Albert Eugene Gallatin, Gaston Lachaise, New York, 1924, pp. 13, 51, illustration of another example pl. 14
Donald Bannard Goodall, "Gaston Lachaise, Sculptor," Ph.D. dissertation, Harvard University, 1969, vol. I, pp. 187, 397-400, 416n116, 158, 161; vol. II, pp. 137-38, 485-86, illustration of another example pl. LXIII
Sam Hunter and David Finn, Lachaise, New York, 1993, illustrations of another example pp. 43, 70-73
Gerald Peters Gallery, Gaston Lachaise: A Modern Epic Vision, New York, 2012, illustration of another example pl. 46

Catalogue Note

One of Gaston Lachaise's most popular works, The Peacocks not only expresses the artist’s deep love for wild creatures but also exhibits his delight in creating opulent, energized, rhythmically interrelated forms. Lachaise viewed peacocks and other animals as embodiments of fundamental force. The plaster model for The Peacocks was included in Lachaise’s first solo exhibition at New York's Bourgeois Galleries in 1918, and helped to bring him immediate fame.
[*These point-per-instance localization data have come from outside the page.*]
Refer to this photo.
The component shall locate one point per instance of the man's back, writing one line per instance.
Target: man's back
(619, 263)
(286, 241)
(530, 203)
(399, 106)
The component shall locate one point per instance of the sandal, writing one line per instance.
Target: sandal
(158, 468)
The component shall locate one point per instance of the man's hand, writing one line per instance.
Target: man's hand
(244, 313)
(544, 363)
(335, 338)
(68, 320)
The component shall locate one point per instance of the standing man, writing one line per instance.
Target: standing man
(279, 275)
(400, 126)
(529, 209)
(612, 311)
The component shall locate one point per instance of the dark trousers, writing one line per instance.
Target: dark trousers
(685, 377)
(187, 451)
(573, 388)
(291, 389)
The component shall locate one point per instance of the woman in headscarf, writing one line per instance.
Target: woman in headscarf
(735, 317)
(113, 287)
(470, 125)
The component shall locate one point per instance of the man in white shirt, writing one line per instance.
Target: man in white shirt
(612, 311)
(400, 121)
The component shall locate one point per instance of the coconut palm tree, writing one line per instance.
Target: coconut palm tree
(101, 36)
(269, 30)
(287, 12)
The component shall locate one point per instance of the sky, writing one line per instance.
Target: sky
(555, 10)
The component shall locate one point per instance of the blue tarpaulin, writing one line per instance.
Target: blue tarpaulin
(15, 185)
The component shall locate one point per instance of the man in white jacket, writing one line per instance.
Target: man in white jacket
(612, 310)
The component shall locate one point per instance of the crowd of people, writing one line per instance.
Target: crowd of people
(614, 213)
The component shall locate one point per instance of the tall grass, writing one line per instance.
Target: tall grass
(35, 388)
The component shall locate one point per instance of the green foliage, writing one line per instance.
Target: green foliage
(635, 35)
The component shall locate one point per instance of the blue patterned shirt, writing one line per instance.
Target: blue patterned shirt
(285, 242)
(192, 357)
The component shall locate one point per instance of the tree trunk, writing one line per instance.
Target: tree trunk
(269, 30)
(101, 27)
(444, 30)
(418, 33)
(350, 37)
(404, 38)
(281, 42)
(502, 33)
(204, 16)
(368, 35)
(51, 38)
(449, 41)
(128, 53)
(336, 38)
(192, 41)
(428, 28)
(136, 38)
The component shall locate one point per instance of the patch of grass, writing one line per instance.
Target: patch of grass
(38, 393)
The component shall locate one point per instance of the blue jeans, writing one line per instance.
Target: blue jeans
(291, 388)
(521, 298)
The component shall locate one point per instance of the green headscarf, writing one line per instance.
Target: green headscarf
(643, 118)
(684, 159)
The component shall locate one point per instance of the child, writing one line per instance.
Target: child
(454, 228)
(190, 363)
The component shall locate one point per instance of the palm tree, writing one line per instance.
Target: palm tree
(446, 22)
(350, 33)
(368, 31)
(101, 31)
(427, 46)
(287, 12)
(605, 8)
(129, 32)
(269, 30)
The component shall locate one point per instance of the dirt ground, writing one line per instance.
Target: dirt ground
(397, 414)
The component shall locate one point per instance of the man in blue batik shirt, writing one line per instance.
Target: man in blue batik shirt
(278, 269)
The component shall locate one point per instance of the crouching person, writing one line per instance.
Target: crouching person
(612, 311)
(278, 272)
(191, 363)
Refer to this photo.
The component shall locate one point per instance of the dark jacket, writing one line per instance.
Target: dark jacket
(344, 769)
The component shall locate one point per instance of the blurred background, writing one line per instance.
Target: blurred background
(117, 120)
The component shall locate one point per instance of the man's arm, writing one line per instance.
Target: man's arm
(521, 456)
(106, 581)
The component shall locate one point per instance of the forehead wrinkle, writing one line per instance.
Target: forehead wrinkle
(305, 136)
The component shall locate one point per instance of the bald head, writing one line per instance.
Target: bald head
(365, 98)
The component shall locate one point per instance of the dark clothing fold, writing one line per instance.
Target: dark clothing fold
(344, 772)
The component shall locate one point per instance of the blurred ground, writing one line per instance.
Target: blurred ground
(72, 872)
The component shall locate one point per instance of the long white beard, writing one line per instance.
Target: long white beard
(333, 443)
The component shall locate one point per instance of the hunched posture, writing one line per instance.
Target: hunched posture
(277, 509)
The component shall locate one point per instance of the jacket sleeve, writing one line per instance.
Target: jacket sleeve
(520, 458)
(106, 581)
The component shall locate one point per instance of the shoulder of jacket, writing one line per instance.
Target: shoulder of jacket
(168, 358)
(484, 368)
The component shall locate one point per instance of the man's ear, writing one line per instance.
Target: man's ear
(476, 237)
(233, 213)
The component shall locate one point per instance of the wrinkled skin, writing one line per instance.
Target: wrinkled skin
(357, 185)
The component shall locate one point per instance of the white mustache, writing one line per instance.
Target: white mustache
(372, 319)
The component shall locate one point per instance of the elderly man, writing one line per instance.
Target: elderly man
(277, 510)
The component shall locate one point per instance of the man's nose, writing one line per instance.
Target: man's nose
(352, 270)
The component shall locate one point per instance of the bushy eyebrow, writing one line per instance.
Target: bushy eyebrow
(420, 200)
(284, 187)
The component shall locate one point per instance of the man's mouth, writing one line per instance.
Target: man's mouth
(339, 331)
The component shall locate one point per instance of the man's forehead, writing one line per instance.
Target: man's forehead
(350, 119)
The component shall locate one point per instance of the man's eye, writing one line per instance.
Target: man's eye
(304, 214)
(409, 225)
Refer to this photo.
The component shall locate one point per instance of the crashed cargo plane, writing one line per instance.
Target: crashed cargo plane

It was also reproduced the following year in Vanity Fair.

Lachaise registered the copyright for the composition in June 1922, and a total of fourteen bronze casts of the work (of a projected edition of twenty) were made according to his specifications at the Roman Bronze Works between that date and 1929 for John Kraushaar, the director of the C. W. Kraushaar Galleries in New York City, to whom Lachaise sold the entire edition. Six of the casts are now included in significant public collections such as The Metropolitan Museum of Art. The present bronze, the sixth in the edition, was cast in April 1924 and was purchased five months later by William F. Laporte (1874-1958); it was the first of several sculptures by Lachaise acquired by this dedicated collector and his wife. The plaster model for The Peacocks is lost.